Astronomers have been tirelessly studying fast radio bursts (FRBs) for over 15 years in an attempt to unravel their mysterious origins and formation. FRBs are brief but intense cosmic explosions of electromagnetic radiation that predominantly originate from beyond our own Milky Way galaxy.
However, in a groundbreaking discovery, scientists have found that the first Galactic FRB, known as FRB 20200428, actually emanated from a magnetar known as SGR J1935+2154, which is a dense neutron star with a remarkably powerful magnetic field. This groundbreaking revelation has raised the possibility that magnetars could be responsible for cosmological FRBs as well.
Despite this revelation, there has been no detection of the rotation period caused by the magnetar’s spin, which would serve as evidence supporting this hypothesis. But now, new research on SGR J1935+2154 has shed some light on this discrepancy.
In a recent study published in Science Advances, astronomers discuss their continued monitoring of SGR J1935+2154 following the April 2020 FRB, leading to the discovery of a radio pulsar phase. To observe these bursts and the pulsar phase, scientists utilized the Five-hundred-meter Aperture Spherical radio Telescope (FAST) in China.
Interestingly, researchers found that the FRB and the subsequent pulsar phase actually originated from different regions within the magnetar, indicating different origins. This observation provides essential insights into the occurrence of FRBs within our galaxy and potentially at cosmological distances.
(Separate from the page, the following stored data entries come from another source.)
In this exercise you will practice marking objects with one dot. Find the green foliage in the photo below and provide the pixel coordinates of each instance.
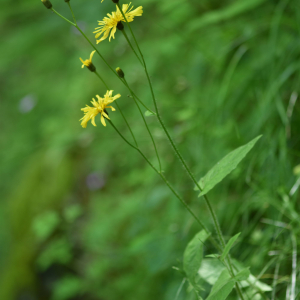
(226, 165)
(82, 216)
(229, 246)
(193, 255)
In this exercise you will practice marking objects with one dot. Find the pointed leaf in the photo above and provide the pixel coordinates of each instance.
(225, 166)
(193, 254)
(228, 246)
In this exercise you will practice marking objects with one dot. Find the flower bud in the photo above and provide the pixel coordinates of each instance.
(47, 3)
(120, 72)
(120, 25)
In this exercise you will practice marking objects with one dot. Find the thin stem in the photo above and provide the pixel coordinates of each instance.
(72, 13)
(213, 215)
(168, 184)
(150, 134)
(129, 43)
(62, 17)
(141, 102)
(106, 86)
(82, 33)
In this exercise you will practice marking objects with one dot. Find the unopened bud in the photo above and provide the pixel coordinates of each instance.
(47, 3)
(120, 72)
(120, 25)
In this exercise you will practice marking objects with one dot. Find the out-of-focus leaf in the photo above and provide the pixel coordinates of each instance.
(224, 14)
(228, 246)
(193, 254)
(44, 224)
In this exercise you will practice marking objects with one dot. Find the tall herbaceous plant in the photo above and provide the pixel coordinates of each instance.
(231, 274)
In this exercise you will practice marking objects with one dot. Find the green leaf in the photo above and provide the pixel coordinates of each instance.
(45, 224)
(192, 256)
(222, 287)
(225, 166)
(242, 275)
(149, 113)
(228, 246)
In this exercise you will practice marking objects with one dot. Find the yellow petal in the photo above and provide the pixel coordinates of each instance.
(103, 121)
(112, 33)
(92, 53)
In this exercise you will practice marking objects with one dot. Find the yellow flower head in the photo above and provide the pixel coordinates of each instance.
(109, 24)
(98, 107)
(88, 62)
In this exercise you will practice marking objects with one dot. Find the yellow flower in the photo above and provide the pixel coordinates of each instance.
(109, 24)
(98, 107)
(88, 62)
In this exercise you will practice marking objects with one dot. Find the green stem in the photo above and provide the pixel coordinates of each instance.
(213, 215)
(72, 13)
(129, 43)
(162, 176)
(106, 86)
(150, 134)
(62, 17)
(87, 39)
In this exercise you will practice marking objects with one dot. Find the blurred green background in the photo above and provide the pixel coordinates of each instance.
(82, 215)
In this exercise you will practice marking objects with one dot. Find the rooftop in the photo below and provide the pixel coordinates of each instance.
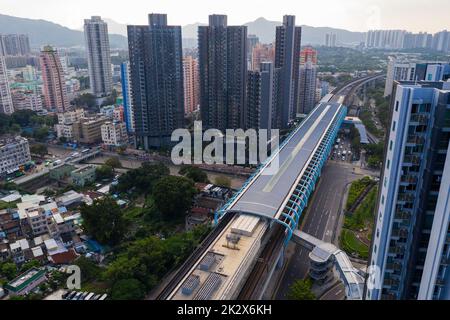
(25, 279)
(225, 261)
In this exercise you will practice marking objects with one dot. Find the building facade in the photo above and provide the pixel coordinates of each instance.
(114, 133)
(385, 39)
(262, 94)
(99, 56)
(191, 84)
(223, 73)
(156, 69)
(14, 45)
(399, 70)
(128, 110)
(287, 58)
(330, 40)
(262, 53)
(6, 103)
(411, 238)
(14, 153)
(88, 130)
(26, 100)
(54, 85)
(308, 80)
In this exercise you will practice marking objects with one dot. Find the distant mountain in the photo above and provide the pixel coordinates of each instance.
(43, 32)
(265, 30)
(190, 31)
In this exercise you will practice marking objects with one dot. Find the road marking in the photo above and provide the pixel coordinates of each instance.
(271, 184)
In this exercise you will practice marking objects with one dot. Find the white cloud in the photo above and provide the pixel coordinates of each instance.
(357, 15)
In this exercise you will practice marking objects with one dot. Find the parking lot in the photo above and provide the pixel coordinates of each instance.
(342, 150)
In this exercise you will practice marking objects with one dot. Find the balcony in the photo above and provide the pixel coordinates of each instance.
(388, 296)
(403, 215)
(406, 197)
(411, 179)
(390, 282)
(394, 266)
(414, 139)
(440, 282)
(415, 160)
(400, 233)
(396, 250)
(420, 119)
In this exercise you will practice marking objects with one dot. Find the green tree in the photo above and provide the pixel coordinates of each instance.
(104, 221)
(89, 269)
(41, 133)
(173, 195)
(8, 270)
(104, 172)
(114, 162)
(30, 264)
(194, 173)
(223, 181)
(142, 179)
(127, 289)
(87, 100)
(301, 290)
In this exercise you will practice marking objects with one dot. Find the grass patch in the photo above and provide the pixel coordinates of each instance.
(356, 189)
(363, 215)
(351, 244)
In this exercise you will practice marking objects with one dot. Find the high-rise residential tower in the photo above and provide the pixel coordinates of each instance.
(6, 103)
(99, 56)
(307, 81)
(330, 40)
(156, 70)
(14, 45)
(191, 84)
(287, 58)
(128, 109)
(54, 85)
(403, 70)
(223, 73)
(262, 53)
(411, 240)
(262, 95)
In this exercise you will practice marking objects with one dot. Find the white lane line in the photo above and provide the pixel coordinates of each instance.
(271, 184)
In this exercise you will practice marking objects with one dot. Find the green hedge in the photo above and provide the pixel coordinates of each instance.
(351, 244)
(356, 189)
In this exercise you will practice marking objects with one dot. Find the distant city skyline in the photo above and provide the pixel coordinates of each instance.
(371, 14)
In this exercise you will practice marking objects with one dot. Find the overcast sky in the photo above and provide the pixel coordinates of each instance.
(354, 15)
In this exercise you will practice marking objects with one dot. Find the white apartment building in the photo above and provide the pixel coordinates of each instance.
(114, 133)
(14, 152)
(6, 104)
(99, 56)
(64, 128)
(400, 70)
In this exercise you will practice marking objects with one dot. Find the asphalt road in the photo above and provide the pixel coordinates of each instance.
(321, 219)
(335, 293)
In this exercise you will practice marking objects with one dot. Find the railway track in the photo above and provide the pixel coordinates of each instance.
(269, 254)
(195, 256)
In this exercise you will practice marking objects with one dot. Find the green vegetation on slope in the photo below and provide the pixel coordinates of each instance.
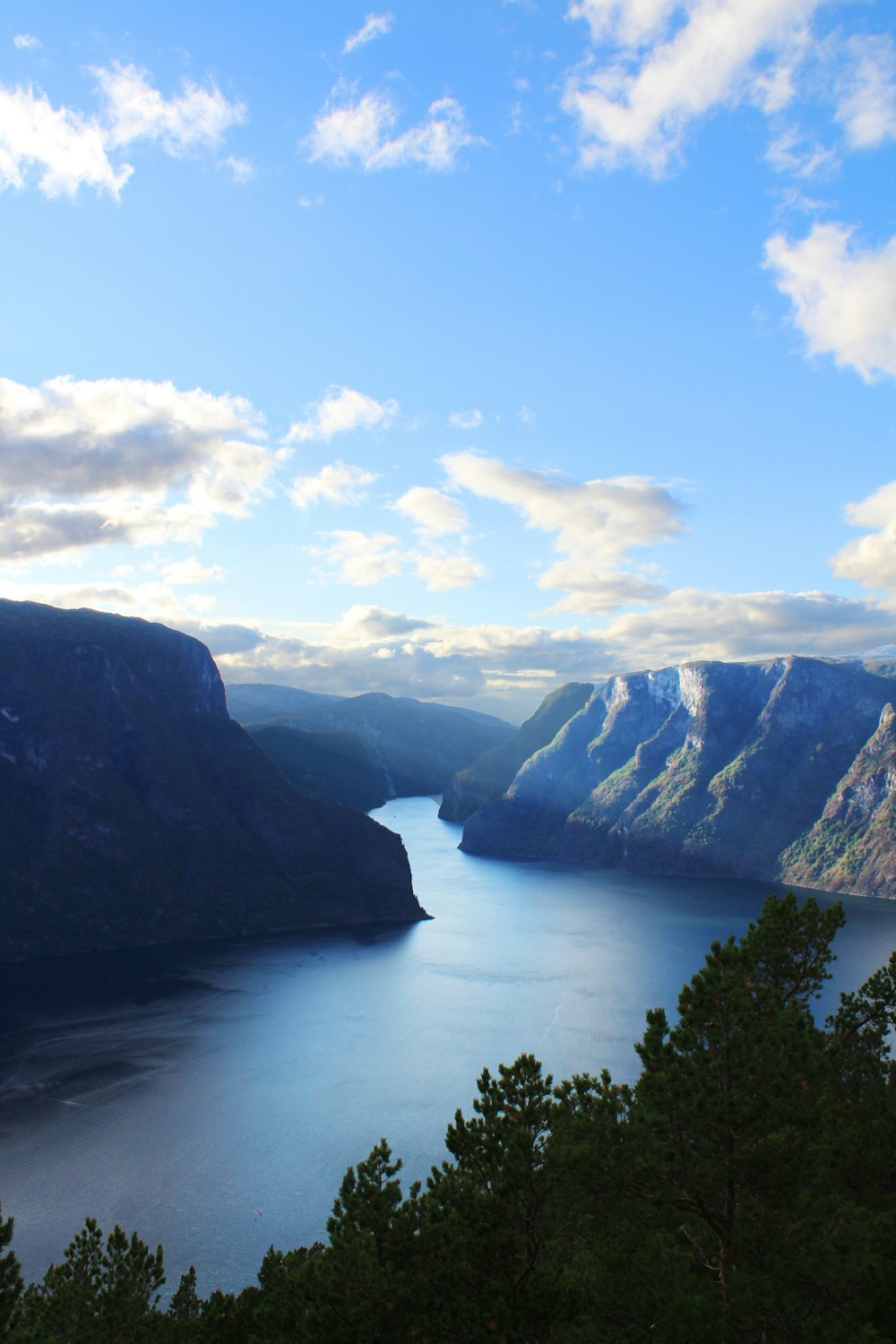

It is important to note that FRBs differ from radio pulses emitted by pulsars in terms of their emission modes and phases. The pulsar phase emitted from SGR J1935+2154 occurs within a narrow window, whereas the FRB bursts are emitted in random phases. This discrepancy suggests that pulses and bursts have distinct emission mechanisms and originate from separate locations within the magnetar magnetosphere.
The implications of this study are significant, particularly for understanding cosmological FRBs, especially those that repeat. The lack of periodicity detected in repeating FRBs raises doubts about the theory that they are powered by magnetars. Due to the random emission of bursts in all directions, it is simply impossible to identify any discernible periods from FRB sources.
With further research and observations, astronomers hope to continue unraveling the mysteries surrounding these enigmatic FRBs. The findings from this study represent a crucial step forward in our understanding of these cosmic phenomena and may potentially pave the way for future breakthroughs in this fascinating field of study.